I will pass on all the thanks to Dan, we have lunch together every few weeks at our compound.  He's looking forward to his next assignment, a flying position again, finishing his staffing gig.

Cheers
Pop


----------



## Baz (21 Jun 2012)

The crash was in Aug 91... I joined HT406 in Apr 92 (as a TACCO student)  and it was still front and center.  I know three of the crew members; the navigator (all TACCOs from the 90s do) and I the co-pilot (who was a student) well.

I took a CH124B (12434 to be precise, I checked my log) to the same airshow in Sep 95... I'm pretty sure that was the trip that it rained hard and water ingressed into the upper circuit breaker panel (people were wondering why it was hanging down).  I recall that we were (may of been?) the first CH124 at that airshow since the crash, so the staff took a special interest in us (wondering how the crew was, making us feel welcome, etc).

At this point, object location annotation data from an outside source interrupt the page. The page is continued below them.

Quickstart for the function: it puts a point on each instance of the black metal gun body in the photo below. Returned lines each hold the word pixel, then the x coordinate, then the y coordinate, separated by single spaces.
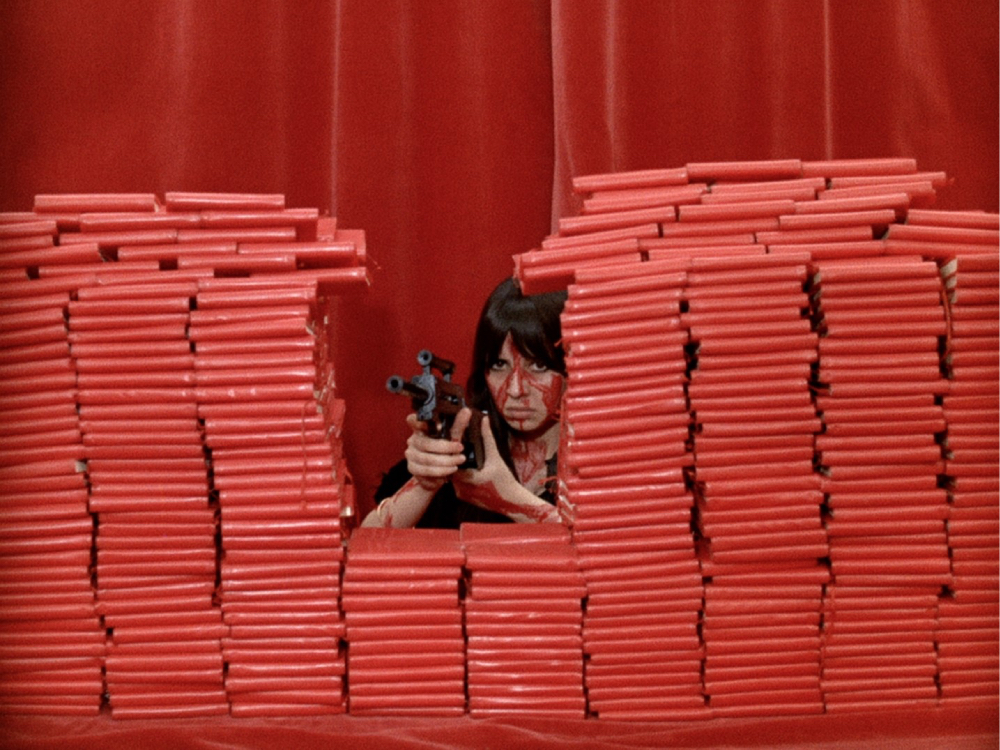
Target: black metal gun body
pixel 437 401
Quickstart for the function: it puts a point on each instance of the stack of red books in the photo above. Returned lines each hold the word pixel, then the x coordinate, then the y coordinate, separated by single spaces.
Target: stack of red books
pixel 968 617
pixel 52 644
pixel 523 620
pixel 277 470
pixel 623 491
pixel 125 267
pixel 404 622
pixel 758 497
pixel 880 374
pixel 156 557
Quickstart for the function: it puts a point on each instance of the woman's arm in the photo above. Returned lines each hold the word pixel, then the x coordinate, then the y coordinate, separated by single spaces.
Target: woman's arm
pixel 430 461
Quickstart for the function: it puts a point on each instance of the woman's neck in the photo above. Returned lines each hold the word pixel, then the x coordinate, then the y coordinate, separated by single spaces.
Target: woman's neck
pixel 530 453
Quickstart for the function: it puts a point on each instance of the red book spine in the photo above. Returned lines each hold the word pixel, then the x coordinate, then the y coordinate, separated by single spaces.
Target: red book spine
pixel 188 201
pixel 776 169
pixel 93 202
pixel 634 179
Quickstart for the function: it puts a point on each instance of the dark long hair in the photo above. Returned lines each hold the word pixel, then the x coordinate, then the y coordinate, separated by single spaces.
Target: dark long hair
pixel 534 326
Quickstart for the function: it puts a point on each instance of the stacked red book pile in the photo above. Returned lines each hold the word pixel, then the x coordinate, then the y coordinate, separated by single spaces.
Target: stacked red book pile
pixel 880 372
pixel 523 619
pixel 758 496
pixel 126 267
pixel 51 641
pixel 807 213
pixel 623 492
pixel 278 469
pixel 156 557
pixel 404 622
pixel 968 616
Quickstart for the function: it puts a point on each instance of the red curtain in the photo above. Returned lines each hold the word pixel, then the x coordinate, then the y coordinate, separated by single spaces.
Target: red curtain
pixel 450 130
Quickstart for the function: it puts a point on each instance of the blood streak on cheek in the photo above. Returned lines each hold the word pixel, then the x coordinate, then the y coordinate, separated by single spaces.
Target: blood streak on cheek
pixel 551 392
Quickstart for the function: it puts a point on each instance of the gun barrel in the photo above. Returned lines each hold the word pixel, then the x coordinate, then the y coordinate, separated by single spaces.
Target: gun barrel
pixel 426 358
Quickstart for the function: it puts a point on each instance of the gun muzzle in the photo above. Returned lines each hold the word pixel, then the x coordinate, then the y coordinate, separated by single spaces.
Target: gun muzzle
pixel 425 358
pixel 396 384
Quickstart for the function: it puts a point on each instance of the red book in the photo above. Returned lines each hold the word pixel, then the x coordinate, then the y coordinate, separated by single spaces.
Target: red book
pixel 633 179
pixel 88 202
pixel 774 169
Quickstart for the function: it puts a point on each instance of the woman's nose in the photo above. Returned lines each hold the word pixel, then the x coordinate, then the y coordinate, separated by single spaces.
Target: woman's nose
pixel 515 383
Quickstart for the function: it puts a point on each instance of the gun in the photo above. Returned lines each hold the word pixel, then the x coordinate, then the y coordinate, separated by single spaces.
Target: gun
pixel 437 401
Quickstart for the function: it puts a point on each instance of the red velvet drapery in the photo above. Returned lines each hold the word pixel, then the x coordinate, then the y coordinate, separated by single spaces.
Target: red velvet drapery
pixel 450 130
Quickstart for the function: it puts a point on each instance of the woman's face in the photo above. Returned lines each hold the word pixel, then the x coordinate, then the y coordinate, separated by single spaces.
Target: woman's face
pixel 527 393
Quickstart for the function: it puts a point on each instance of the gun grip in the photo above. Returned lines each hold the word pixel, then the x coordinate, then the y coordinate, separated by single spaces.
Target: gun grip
pixel 472 442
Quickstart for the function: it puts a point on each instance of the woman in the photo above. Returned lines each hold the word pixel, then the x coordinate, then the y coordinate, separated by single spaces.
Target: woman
pixel 517 380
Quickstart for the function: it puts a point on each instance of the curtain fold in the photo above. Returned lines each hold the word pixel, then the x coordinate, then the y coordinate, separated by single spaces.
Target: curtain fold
pixel 450 130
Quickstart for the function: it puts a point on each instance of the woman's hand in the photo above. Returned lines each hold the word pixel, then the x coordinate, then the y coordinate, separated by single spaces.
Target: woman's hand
pixel 494 487
pixel 432 461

Pop: Army.ca has never made me pull my log before... Thanks   Do we know each other?


----------



## Popurhedoff (22 Jun 2012)

Baz said:
			
		

> The crash was in Aug 91... I joined HT406 in Apr 92 (as a TACCO student)  and it was still front and center.  I know three of the crew members; the navigator (all TACCOs from the 90s do) and I the co-pilot (who was a student) well.
> 
> I took a CH124B (12434 to be precise, I checked my log) to the same airshow in Sep 95... I'm pretty sure that was the trip that it rained hard and water ingressed into the upper circuit breaker panel (people were wondering why it was hanging down).  I recall that we were (may of been?) the first CH124 at that airshow since the crash, so the staff took a special interest in us (wondering how the crew was, making us feel welcome, etc).
> 
> Pop: Army.ca has never made me pull my log before... Thanks   Do we know each other?



There is a good possibility that we do, I did three posting to Shearwater 87-92 (12 AMS, HS423 Sqn), 434 CS Sqn in Shearwater 92-94,   and (12 AMS, HS 423 Sqn and HT 406 Sqn) 99-04,  Old Fitter.  I have articles published in two books about the Sea Kings during the Gulf War (Certified Serviceable and The Persian Excursion).

Your welcome for having to pull your log, not that is was the intended purpose.

Cheers
Pop


----------